I nodded, but actually his grip had hurt, leaving my arm aching. The shock of the movement had sent a stabbing pain through my head and I wished I’d taken an aspirin before heading out.

“I enjoy that the
Aurora
is a smaller ship, not one of these Caribbean monsters, but it does mean that you can feel the impact of a big wave more than you might on a larger vessel. Are you sure you’re okay?”

“I’m fine,” I said shortly, rubbing my arm. “Let’s go and speak to Eva.”

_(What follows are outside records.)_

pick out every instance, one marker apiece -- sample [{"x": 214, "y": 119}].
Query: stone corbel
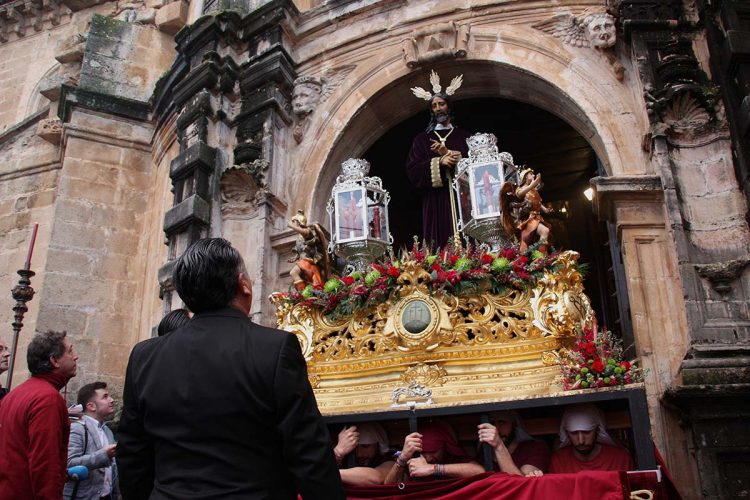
[
  {"x": 628, "y": 201},
  {"x": 50, "y": 130},
  {"x": 721, "y": 274},
  {"x": 441, "y": 41},
  {"x": 243, "y": 189}
]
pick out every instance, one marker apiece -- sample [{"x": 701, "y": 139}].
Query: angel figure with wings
[
  {"x": 311, "y": 262},
  {"x": 523, "y": 209},
  {"x": 593, "y": 28}
]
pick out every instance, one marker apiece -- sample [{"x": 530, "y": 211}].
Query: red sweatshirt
[{"x": 34, "y": 430}]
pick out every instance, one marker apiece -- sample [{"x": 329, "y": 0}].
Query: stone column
[
  {"x": 657, "y": 308},
  {"x": 706, "y": 213},
  {"x": 231, "y": 88}
]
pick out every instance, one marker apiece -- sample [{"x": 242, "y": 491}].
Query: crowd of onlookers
[{"x": 219, "y": 407}]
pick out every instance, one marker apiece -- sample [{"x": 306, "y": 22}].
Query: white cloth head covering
[
  {"x": 584, "y": 417},
  {"x": 515, "y": 417},
  {"x": 370, "y": 433}
]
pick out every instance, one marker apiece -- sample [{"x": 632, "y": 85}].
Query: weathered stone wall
[
  {"x": 29, "y": 175},
  {"x": 23, "y": 63},
  {"x": 98, "y": 248}
]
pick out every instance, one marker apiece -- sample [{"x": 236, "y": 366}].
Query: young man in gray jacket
[{"x": 92, "y": 445}]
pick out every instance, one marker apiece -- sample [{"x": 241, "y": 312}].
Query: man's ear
[{"x": 245, "y": 285}]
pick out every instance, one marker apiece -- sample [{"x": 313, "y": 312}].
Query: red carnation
[
  {"x": 598, "y": 366},
  {"x": 520, "y": 262},
  {"x": 508, "y": 253},
  {"x": 589, "y": 349}
]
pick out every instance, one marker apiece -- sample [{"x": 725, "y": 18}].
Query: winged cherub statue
[
  {"x": 311, "y": 261},
  {"x": 523, "y": 211}
]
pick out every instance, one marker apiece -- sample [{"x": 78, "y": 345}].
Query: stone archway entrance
[{"x": 535, "y": 122}]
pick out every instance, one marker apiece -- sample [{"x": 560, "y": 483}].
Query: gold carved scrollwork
[
  {"x": 356, "y": 362},
  {"x": 424, "y": 374}
]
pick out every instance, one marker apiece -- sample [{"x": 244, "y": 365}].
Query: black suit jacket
[{"x": 222, "y": 409}]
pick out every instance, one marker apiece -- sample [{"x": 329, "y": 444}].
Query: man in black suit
[{"x": 221, "y": 408}]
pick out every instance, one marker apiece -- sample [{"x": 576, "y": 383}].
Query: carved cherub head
[
  {"x": 600, "y": 30},
  {"x": 299, "y": 218},
  {"x": 306, "y": 95}
]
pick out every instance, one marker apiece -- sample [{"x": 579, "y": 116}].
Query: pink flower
[{"x": 453, "y": 277}]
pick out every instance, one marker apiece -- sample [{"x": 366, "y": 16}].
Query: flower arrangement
[
  {"x": 453, "y": 270},
  {"x": 596, "y": 360}
]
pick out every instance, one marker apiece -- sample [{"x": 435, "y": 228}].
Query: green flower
[
  {"x": 371, "y": 277},
  {"x": 500, "y": 264},
  {"x": 462, "y": 264}
]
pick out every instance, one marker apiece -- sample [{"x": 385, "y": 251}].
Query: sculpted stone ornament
[
  {"x": 591, "y": 29},
  {"x": 50, "y": 130},
  {"x": 721, "y": 274},
  {"x": 440, "y": 41},
  {"x": 686, "y": 106},
  {"x": 310, "y": 91},
  {"x": 240, "y": 185}
]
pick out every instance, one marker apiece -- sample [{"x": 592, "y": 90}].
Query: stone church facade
[{"x": 128, "y": 130}]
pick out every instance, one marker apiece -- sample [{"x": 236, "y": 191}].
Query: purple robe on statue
[{"x": 437, "y": 223}]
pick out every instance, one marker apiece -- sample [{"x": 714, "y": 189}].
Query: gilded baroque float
[{"x": 424, "y": 345}]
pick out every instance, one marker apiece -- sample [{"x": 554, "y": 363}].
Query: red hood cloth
[{"x": 602, "y": 485}]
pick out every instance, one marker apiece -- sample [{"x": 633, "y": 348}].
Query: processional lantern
[
  {"x": 477, "y": 186},
  {"x": 358, "y": 210}
]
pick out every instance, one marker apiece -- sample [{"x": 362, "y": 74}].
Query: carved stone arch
[
  {"x": 372, "y": 106},
  {"x": 36, "y": 100}
]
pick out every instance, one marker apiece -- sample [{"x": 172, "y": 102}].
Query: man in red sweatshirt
[{"x": 34, "y": 424}]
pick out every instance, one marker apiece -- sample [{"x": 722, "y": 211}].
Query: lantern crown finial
[
  {"x": 482, "y": 144},
  {"x": 355, "y": 168}
]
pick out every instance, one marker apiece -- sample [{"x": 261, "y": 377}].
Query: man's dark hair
[
  {"x": 88, "y": 392},
  {"x": 172, "y": 321},
  {"x": 49, "y": 344},
  {"x": 433, "y": 120},
  {"x": 205, "y": 276}
]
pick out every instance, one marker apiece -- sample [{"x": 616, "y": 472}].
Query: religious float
[{"x": 494, "y": 320}]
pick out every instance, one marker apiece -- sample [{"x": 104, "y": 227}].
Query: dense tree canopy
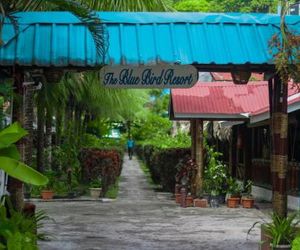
[{"x": 227, "y": 5}]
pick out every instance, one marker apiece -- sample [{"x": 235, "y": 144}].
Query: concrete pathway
[{"x": 141, "y": 219}]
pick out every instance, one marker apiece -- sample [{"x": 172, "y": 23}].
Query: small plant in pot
[
  {"x": 215, "y": 176},
  {"x": 280, "y": 231},
  {"x": 234, "y": 193},
  {"x": 247, "y": 198},
  {"x": 95, "y": 188}
]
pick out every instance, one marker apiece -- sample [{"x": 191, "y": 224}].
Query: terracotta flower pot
[
  {"x": 247, "y": 202},
  {"x": 281, "y": 247},
  {"x": 95, "y": 192},
  {"x": 47, "y": 194},
  {"x": 200, "y": 203},
  {"x": 189, "y": 201},
  {"x": 178, "y": 198},
  {"x": 233, "y": 202}
]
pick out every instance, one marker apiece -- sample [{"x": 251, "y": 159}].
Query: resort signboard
[{"x": 156, "y": 76}]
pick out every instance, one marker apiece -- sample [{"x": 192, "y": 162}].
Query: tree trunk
[
  {"x": 15, "y": 187},
  {"x": 40, "y": 138},
  {"x": 28, "y": 122},
  {"x": 48, "y": 140},
  {"x": 199, "y": 144},
  {"x": 58, "y": 127},
  {"x": 279, "y": 157}
]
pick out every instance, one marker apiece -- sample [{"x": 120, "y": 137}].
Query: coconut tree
[{"x": 8, "y": 10}]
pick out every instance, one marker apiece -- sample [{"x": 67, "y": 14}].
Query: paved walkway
[{"x": 141, "y": 219}]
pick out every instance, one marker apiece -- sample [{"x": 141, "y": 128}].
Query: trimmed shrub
[
  {"x": 101, "y": 163},
  {"x": 162, "y": 163}
]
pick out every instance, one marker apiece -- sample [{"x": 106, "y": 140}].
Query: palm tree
[{"x": 8, "y": 9}]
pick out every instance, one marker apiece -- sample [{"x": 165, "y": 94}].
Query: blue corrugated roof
[{"x": 209, "y": 40}]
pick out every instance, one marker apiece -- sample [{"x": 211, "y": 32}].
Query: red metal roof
[
  {"x": 224, "y": 100},
  {"x": 225, "y": 76}
]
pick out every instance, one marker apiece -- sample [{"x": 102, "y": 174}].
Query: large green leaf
[
  {"x": 11, "y": 134},
  {"x": 22, "y": 172}
]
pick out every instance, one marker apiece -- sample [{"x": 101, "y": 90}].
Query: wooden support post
[
  {"x": 193, "y": 138},
  {"x": 279, "y": 157},
  {"x": 199, "y": 146},
  {"x": 15, "y": 187},
  {"x": 234, "y": 152},
  {"x": 247, "y": 153}
]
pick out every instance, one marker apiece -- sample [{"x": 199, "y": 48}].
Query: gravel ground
[{"x": 146, "y": 220}]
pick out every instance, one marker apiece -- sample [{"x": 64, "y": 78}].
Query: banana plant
[{"x": 10, "y": 159}]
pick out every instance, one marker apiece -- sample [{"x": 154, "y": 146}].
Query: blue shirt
[{"x": 130, "y": 143}]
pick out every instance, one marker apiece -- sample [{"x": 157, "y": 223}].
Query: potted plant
[
  {"x": 215, "y": 176},
  {"x": 280, "y": 231},
  {"x": 95, "y": 188},
  {"x": 234, "y": 193},
  {"x": 47, "y": 192},
  {"x": 247, "y": 198}
]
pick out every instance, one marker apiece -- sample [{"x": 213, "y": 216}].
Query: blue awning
[{"x": 59, "y": 39}]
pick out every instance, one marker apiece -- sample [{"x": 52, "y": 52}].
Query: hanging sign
[{"x": 157, "y": 76}]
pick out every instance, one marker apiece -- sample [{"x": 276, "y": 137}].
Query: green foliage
[
  {"x": 162, "y": 163},
  {"x": 65, "y": 157},
  {"x": 192, "y": 5},
  {"x": 248, "y": 187},
  {"x": 281, "y": 230},
  {"x": 152, "y": 125},
  {"x": 227, "y": 5},
  {"x": 181, "y": 140},
  {"x": 96, "y": 183},
  {"x": 20, "y": 231},
  {"x": 9, "y": 157},
  {"x": 215, "y": 173},
  {"x": 233, "y": 187},
  {"x": 296, "y": 243}
]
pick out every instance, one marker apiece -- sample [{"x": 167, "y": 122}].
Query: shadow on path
[{"x": 141, "y": 219}]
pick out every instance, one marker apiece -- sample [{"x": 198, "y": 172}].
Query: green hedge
[
  {"x": 162, "y": 163},
  {"x": 101, "y": 163}
]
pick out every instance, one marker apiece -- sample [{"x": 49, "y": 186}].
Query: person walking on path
[{"x": 130, "y": 145}]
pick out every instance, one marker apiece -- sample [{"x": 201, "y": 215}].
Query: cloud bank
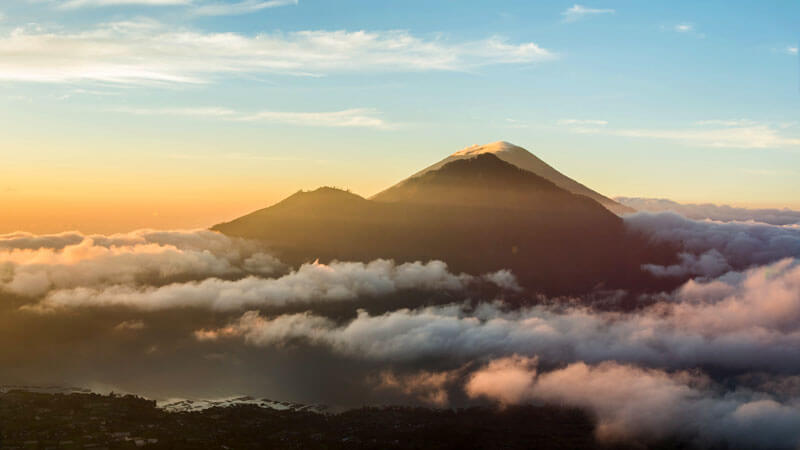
[
  {"x": 632, "y": 402},
  {"x": 137, "y": 52},
  {"x": 740, "y": 322},
  {"x": 33, "y": 265},
  {"x": 722, "y": 213},
  {"x": 712, "y": 248},
  {"x": 314, "y": 282}
]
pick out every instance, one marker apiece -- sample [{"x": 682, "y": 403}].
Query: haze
[{"x": 121, "y": 115}]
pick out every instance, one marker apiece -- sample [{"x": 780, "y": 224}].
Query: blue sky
[{"x": 251, "y": 99}]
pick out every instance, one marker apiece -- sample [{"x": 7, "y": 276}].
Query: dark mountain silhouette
[
  {"x": 523, "y": 159},
  {"x": 478, "y": 215}
]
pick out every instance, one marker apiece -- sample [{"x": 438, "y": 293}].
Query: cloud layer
[
  {"x": 712, "y": 248},
  {"x": 150, "y": 52},
  {"x": 722, "y": 213},
  {"x": 310, "y": 283},
  {"x": 632, "y": 402},
  {"x": 740, "y": 322},
  {"x": 33, "y": 265}
]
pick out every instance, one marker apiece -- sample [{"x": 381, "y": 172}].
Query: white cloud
[
  {"x": 192, "y": 112},
  {"x": 149, "y": 52},
  {"x": 360, "y": 117},
  {"x": 577, "y": 12},
  {"x": 199, "y": 7},
  {"x": 33, "y": 265},
  {"x": 582, "y": 122},
  {"x": 243, "y": 7},
  {"x": 337, "y": 281},
  {"x": 683, "y": 28},
  {"x": 632, "y": 402},
  {"x": 712, "y": 248},
  {"x": 724, "y": 213},
  {"x": 744, "y": 321},
  {"x": 348, "y": 118},
  {"x": 85, "y": 3},
  {"x": 710, "y": 133}
]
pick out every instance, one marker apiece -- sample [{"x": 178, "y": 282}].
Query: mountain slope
[
  {"x": 518, "y": 157},
  {"x": 478, "y": 215}
]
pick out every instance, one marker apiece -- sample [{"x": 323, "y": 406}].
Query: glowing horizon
[{"x": 138, "y": 114}]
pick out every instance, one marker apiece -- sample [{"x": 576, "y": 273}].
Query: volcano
[
  {"x": 516, "y": 156},
  {"x": 478, "y": 213}
]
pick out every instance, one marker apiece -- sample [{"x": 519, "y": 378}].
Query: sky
[{"x": 125, "y": 114}]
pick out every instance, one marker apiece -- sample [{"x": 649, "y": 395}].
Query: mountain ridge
[{"x": 523, "y": 159}]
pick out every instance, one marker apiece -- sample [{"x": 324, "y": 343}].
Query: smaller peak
[{"x": 494, "y": 147}]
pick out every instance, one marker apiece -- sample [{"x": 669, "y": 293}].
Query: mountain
[
  {"x": 521, "y": 158},
  {"x": 479, "y": 215}
]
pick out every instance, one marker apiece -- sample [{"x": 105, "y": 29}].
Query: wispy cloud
[
  {"x": 739, "y": 133},
  {"x": 193, "y": 112},
  {"x": 199, "y": 7},
  {"x": 577, "y": 12},
  {"x": 348, "y": 118},
  {"x": 582, "y": 122},
  {"x": 684, "y": 28},
  {"x": 139, "y": 52},
  {"x": 243, "y": 7},
  {"x": 71, "y": 4}
]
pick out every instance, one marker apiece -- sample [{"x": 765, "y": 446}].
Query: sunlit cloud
[
  {"x": 577, "y": 12},
  {"x": 243, "y": 7},
  {"x": 582, "y": 122},
  {"x": 348, "y": 118},
  {"x": 199, "y": 7},
  {"x": 683, "y": 27},
  {"x": 148, "y": 52}
]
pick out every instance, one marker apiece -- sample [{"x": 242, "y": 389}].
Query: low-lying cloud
[
  {"x": 149, "y": 52},
  {"x": 721, "y": 213},
  {"x": 312, "y": 282},
  {"x": 33, "y": 265},
  {"x": 711, "y": 248},
  {"x": 739, "y": 322},
  {"x": 633, "y": 402}
]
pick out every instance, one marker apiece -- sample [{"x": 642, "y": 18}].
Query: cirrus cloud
[{"x": 148, "y": 52}]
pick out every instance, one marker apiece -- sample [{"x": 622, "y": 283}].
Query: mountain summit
[
  {"x": 521, "y": 158},
  {"x": 478, "y": 214}
]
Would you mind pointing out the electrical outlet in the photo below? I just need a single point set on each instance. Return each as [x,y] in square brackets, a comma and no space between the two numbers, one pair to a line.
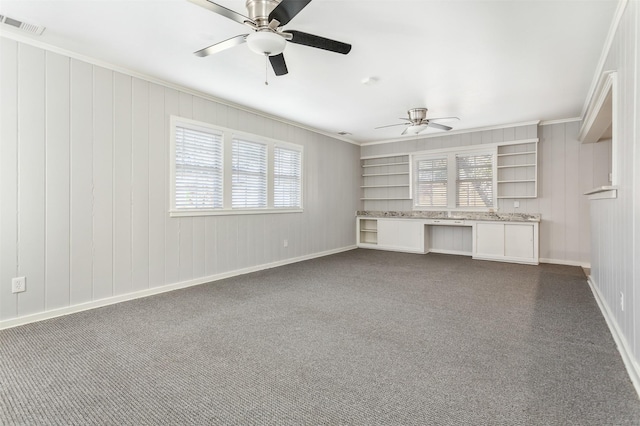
[18,285]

“First, let us take a detour via the kitchen,” Nilsson said. “Then we can head up to the spa to speak to Eva, and finally we can finish in the breakfast room.” He had a list of staff in his hand and was crossing off names. “That should be everyone apart perhaps from two members of the sailing crew, and a few cabin stewards we can find at the end.”

“Fine,” I said tersely. In truth I wanted to get out—out from the narrow, claustrophobic walls and the airless corridors, away from the gray lighting and the feeling of being hemmed in, trapped below the waterline. I had a brief, horrible image of the ship striking something, water flooding the confined space, mouths gasping for the fleeing scraps of air.

But I could not give up now. To do that would be to admit defeat, to admit that Nilsson was right. Instead, pushing the thoughts away, back into my subconscious, I followed him down a corridor towards the nose of the ship, feeling the floor shift and lurch beneath me, while the smell of cooking became stronger. There was bacon and hot fat, and the distinctive buttery tang of baking croissants, but also boiled fish, and gravy, and something sweet. The combination brought a rush of saliva to my mouth, not in a good way, and I gritted my teeth again and grabbed hold of the rail as the ship heaved up another wave and dropped into the trough, leaving my stomach behind.

I was just wondering whether it was too late to turn back and ask Nilsson if we could do this another time, when he stopped at a steel door with two small glass windows and pushed it open. White-hatted heads turned, their faces registering polite surprise as they saw me standing behind Nilsson.


Hej, alla
!
” Nilsson said, followed by something else in Swedish. He turned to me. “I’m sorry, all of the deck and hospitality staff speak English but not all the cooks do. I’m just explaining why we’re here.”

There were smiles and nods from the staff, and one of the chefs came forward, his hand stuck out.

“Hello, Miss Blacklock,” he said, in excellent English. “My name is Otto Jansson. Any of my staff will be pleased to help, although they do not all speak good English. I can translate. What do you need to know?”

But I couldn’t speak. I could only gulp, staring down at his outstretched hand, in the pale latex catering glove, while the blood hissed in my ears.

I looked up, into his friendly blue eyes, and then back down at the latex glove, with dark hairs showing through, pressed against the rubber, and thought,
I must not scream. I must not scream.

Please God, don’t let me scream.

Jansson looked down at his hand, as if to see what I was gaping at, and then laughed, and pulled the glove off with his other hand.

“So sorry, I forget I am wearing these. They are for catering, you know?”

He threw the pale flaccid glove into the bin and then shook my limp, unresisting hand; his grip was firm, his fingers warm and slightly dusty from the latex coating.